Kader seçimleri
Almanya'da kritik seçime 3 gün kaldı.
Avrupa Birliği'nin birbirine bağlı krizler yaşadığı ortada. AB'nin kimliğiyle ilgili olarak özellikle Türkiye'nin üyeliği bağlamında tanık olunan tartışmalar, diğer krizlerin de yansımalarını taşıyor. AB, bir bütün olarak dünyada nasıl bir yer alacağı ve ne türden bir rol oynayabileceğine odaklanmak zorunda. Üye ülkelerde ise küresel kapitalizmin zorlamaları karşısında hükümetleri sıkıntıya sokan sosyal ve siyasal baskılar var. Çin ve Hindistan'ın şaha kalktığı, ticaretin büyük ölçüde serbest olduğu bir dünyada Avrupa'daki hakim ekonomi modellerinin yeni döneme nasıl uyum sağlayacağı sorgulanıyor. Bunlara uyum sağlamak için gereken değişimin niteliği ise siyaset sınıfını zorluyor. Meşruiyet erimesiyle karşılaşan siyasi sistemin aktörleri acilen popülizme kayıyor. Zor kararlar alınamayınca da kriz derinleşiyor, Türkiye kendisiyle alakası olmayan konular nedeniyle günah keçisi haline gelebiliyor. Nitekim bu açıdan bakıldığında ekonomik uyumu nispeten daha iyi sağlamış İskandinav ülkelerinde, ırkçılık sınırındaki Türkiye karşıtlığının izleri pek görünmüyor. Tüm bunların ışığında Almanya'da pazar günü yapılacak seçimler, ülkenin olduğu kadar, AB'nin geleceği açısından da büyük önem taşıyor. Zira AB'nin en kalabalık ve en büyük ekonomiye sahip ülkesi olarak Almanya'nın geleceğe yönelik tercihleri Avrupa'nın şekillenmesinde çok etkili olacak. Ekonomi politikaları açısından Hıristiyan Demokratlar'la Sosyal Demokratlar arasında aslında çok büyük bir fark olmamasına karşın Türkiye'ye bakışta apayrı dünya görüşleri sergileniyor. Fransa türü içe kapalı bir Avrupa anlayışıyla, yeni demografik gerekleri de gözeten dünyaya söyleyecek sözü olan bir Avrupa vizyonu Angela Merkel ile Gerhard Schröder'in ve olası koalisyon ortaklarının şahıslarında çarpışıyor.

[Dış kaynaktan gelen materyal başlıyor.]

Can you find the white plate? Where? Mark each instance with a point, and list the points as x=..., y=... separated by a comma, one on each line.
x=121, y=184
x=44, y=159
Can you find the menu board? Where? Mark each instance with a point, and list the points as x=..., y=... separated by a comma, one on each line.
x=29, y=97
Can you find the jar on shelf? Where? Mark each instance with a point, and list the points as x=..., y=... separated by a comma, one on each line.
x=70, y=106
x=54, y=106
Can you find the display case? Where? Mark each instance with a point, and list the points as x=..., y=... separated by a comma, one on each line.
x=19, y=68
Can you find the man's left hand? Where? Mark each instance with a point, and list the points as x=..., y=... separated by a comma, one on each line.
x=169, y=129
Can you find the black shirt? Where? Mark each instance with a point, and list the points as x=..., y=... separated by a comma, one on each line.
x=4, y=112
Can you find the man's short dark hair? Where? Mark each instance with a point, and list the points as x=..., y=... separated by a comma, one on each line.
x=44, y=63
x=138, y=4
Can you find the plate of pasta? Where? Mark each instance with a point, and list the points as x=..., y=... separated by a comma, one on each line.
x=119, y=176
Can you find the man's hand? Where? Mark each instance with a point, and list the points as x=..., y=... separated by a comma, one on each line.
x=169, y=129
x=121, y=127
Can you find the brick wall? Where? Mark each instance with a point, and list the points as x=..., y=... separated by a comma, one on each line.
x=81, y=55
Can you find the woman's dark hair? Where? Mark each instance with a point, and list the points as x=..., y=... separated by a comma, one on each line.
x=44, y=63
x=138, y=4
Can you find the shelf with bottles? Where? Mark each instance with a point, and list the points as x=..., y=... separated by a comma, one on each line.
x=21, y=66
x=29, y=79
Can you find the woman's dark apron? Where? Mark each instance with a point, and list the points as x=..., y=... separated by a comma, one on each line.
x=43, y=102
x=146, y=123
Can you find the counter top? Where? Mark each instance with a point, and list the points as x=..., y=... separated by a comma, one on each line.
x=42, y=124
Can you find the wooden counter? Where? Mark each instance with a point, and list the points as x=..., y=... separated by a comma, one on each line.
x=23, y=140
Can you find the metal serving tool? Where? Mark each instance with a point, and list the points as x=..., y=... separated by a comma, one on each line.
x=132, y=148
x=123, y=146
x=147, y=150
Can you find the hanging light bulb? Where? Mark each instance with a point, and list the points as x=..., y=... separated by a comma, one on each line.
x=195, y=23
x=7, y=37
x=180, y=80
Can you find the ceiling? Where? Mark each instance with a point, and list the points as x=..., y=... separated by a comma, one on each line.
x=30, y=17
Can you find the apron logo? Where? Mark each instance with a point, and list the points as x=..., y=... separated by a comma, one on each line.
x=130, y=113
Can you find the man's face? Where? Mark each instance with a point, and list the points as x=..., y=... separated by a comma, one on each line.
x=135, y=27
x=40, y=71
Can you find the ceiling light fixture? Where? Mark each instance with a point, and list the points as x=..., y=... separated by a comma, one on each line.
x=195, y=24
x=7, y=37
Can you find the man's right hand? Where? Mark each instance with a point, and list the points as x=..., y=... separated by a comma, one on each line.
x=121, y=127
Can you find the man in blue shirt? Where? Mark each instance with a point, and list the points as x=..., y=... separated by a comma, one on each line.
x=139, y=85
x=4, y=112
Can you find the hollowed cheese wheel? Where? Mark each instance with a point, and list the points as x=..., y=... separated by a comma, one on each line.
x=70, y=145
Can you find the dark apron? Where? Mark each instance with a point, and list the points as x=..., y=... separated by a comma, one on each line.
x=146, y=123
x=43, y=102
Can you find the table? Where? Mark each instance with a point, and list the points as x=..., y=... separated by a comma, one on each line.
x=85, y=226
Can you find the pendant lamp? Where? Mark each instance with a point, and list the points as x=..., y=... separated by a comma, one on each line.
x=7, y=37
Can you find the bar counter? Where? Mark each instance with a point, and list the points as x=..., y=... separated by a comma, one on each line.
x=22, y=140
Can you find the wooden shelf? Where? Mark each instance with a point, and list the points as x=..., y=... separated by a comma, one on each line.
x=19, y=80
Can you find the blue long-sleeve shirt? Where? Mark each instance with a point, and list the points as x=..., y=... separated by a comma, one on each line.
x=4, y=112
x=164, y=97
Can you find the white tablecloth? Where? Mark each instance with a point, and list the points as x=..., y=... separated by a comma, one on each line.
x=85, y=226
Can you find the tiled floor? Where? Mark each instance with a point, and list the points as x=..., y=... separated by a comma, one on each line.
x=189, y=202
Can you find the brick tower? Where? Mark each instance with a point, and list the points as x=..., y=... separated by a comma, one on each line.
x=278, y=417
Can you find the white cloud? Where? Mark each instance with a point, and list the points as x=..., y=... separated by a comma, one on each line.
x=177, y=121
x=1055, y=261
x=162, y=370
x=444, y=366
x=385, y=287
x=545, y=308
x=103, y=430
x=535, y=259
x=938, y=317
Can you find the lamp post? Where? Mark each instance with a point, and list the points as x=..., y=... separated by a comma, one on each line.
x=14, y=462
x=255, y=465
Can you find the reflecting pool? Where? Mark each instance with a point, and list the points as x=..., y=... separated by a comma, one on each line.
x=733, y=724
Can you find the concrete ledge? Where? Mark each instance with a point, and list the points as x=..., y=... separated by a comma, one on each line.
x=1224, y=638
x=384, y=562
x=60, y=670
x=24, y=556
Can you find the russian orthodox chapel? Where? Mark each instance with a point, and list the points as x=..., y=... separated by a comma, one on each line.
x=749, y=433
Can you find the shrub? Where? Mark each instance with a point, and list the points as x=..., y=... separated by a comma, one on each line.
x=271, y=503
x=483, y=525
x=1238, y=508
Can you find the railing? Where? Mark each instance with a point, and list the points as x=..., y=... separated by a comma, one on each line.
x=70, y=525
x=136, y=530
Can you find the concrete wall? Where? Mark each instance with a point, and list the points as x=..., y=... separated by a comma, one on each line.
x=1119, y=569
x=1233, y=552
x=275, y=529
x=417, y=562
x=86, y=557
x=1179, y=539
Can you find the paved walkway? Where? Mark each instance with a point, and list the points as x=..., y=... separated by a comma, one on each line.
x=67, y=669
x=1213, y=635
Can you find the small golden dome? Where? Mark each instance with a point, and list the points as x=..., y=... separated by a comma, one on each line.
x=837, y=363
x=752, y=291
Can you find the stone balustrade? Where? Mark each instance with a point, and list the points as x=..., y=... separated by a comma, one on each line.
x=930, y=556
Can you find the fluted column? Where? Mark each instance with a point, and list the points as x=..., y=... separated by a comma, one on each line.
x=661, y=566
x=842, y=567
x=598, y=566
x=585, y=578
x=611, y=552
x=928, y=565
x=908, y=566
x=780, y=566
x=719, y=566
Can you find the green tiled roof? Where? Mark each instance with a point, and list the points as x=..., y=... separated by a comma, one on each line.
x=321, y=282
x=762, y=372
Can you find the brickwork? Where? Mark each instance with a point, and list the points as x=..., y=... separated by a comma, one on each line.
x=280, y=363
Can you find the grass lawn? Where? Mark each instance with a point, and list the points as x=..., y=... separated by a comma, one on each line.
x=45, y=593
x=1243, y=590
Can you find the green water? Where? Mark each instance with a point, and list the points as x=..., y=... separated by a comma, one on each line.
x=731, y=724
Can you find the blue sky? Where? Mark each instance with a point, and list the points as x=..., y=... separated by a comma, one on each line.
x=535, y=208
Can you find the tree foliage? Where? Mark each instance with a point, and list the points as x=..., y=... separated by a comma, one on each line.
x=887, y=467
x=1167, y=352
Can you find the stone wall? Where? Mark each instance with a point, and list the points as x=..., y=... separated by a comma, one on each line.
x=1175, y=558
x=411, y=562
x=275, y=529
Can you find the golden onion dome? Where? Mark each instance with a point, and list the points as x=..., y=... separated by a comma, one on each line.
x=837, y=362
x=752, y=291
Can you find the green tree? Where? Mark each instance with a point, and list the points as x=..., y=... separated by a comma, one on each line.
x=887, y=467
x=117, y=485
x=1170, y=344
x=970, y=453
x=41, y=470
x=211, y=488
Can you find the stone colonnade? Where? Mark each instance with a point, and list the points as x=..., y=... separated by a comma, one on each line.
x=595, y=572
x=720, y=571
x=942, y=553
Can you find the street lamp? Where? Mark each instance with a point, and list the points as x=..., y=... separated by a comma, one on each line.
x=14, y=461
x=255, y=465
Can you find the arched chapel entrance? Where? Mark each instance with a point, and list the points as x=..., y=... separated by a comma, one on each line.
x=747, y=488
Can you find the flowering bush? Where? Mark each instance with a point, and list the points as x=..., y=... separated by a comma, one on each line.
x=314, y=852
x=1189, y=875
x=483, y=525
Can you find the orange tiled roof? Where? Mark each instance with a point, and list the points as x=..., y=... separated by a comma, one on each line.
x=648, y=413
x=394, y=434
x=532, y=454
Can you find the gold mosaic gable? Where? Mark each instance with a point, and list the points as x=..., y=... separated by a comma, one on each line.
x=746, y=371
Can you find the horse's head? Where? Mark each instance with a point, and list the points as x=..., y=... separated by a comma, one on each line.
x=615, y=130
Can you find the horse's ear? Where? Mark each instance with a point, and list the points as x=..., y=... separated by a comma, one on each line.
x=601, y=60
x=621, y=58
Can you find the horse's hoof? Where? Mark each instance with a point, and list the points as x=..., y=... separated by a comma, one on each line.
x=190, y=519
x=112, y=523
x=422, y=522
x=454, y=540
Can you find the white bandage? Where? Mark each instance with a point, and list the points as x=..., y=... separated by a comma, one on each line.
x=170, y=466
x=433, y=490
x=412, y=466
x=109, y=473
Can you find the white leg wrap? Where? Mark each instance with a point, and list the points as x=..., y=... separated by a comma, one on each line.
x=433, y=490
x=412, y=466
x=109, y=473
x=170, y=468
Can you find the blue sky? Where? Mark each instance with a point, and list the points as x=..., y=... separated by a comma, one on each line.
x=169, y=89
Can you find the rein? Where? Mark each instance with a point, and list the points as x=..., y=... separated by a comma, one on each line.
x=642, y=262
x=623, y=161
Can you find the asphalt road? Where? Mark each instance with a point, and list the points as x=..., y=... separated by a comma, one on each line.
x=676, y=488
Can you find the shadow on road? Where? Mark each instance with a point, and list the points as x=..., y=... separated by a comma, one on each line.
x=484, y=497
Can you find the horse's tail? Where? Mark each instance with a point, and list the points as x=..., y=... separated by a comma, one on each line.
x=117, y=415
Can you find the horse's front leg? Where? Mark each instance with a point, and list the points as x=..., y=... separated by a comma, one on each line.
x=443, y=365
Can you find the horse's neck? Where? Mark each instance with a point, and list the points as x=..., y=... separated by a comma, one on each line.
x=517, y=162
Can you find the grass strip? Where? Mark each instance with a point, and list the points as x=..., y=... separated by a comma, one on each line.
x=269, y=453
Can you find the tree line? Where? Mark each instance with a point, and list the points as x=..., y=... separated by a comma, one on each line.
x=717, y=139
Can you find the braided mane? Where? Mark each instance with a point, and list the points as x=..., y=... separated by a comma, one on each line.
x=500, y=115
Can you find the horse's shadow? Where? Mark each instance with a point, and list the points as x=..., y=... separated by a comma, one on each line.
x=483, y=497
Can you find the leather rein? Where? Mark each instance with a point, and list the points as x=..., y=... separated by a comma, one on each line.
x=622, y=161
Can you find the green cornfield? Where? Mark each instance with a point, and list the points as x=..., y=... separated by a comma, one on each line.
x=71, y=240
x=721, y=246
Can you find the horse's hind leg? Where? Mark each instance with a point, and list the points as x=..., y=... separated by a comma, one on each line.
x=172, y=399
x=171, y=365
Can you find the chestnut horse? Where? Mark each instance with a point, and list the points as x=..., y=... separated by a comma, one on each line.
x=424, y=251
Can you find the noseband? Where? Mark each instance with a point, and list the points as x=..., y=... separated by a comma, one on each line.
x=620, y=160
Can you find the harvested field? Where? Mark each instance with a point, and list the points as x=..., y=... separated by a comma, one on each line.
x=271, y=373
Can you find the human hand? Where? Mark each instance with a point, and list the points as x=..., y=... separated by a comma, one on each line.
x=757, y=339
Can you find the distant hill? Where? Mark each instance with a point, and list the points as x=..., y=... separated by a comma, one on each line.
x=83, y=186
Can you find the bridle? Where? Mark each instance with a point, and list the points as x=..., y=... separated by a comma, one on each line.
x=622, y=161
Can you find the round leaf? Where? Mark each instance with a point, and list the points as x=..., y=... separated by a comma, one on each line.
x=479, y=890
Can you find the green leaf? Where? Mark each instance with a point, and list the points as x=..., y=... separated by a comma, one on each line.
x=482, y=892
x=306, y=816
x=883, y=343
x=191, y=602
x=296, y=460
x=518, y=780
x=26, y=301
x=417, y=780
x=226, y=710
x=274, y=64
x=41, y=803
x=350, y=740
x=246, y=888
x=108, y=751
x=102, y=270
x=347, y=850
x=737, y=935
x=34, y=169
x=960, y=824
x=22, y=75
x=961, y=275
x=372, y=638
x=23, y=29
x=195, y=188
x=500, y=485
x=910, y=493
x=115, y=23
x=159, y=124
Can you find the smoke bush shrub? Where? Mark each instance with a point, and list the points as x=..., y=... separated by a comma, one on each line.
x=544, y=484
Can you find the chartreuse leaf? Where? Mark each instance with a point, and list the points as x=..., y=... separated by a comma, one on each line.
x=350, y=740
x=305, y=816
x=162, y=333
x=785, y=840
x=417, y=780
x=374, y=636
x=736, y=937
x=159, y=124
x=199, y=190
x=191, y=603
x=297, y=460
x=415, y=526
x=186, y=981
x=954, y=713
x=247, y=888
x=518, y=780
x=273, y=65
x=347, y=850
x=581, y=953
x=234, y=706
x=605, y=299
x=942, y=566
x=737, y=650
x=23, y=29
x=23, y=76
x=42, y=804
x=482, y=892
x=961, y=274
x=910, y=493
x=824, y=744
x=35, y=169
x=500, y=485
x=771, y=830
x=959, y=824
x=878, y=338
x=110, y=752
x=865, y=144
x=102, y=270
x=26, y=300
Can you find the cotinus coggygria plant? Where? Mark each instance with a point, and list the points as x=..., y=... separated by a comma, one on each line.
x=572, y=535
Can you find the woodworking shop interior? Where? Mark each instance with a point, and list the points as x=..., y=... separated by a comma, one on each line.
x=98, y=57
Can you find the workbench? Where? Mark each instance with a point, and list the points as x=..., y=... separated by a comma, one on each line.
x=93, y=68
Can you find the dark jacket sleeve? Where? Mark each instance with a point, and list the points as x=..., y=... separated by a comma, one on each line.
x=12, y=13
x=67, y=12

DYP-SHP koalisyonu gibi Schröder, kaybettiği bir eyalet seçiminin ardından seçime giderek hesaplı bir risk almıştı. Seçim kampanyası sırasında ülkedeki 5 milyon işsizin varlığını unutturmayı becerdi. Üstelik kendisinden "Heidelbergli Profesör" diye bahsettiği Merkel'in olası Maliye Bakanı Paul Kirschhof'un vergilerle ilgili bir beyanını diline dolayıp çarpıtarak kendi doğal seçmeninin yüreğine korkuyu indirdi. Sosyal güvencelerin biteceğinden korkan sıradan Almanlar kendi açılarından sicili aslında pek de parlak olmayan Schröder'e doğru meyletmeye başladı. Seçim, hem Alman sağı, hem de Alman solu içindeki bölünmeleri ve kişisel husumetleri de tüm keskinliğiyle ortaya çıkardı. Seçime beş gün kala 1969'dan beri ilk kez ülkenin bir Hıristiyan DemokratSosyal Demokrat koalisyonunca yönetilmesi gündemde. Kimi uzmanlar bunun gerçekleşmesi durumunda, Alman siyasetinde Türkiye'nin 1990'lı yıllarına benzer bir sürecin başlamasından da kaygı duyuyor. Yani DYP-SHP koalisyonuna benzeyecek bir hükümetin karar alamaması nedeniyle acil işlerin kalması, marjinal partilerin yükselmesi ve seçmenin giderek merkezkaç güçlere doğru savrulmasından korkuyorlar. Seçim sonuçları Türkiye'nin AB üyeliği, Almanya ile ilişkileri ve Almanya'da yaşayan Türkler'in geleceği açısından da büyük önem taşıyor . Schröder ve Dışişleri Bakanı Fischer'in Türkiye yanlısı politikalarının Merkel tarafından tersine döndürülmesi mümkün değil gibi. Ancak Ankara bu hükümetten gördüğü anlayış ve desteği, olası bir Merkel hükümetinden herhalde bulamayacaktır.
Tüm bu meselelerin Berlin'den nasıl görüldüğünü size cumartesiden itibaren aktarmaya çalışacağım.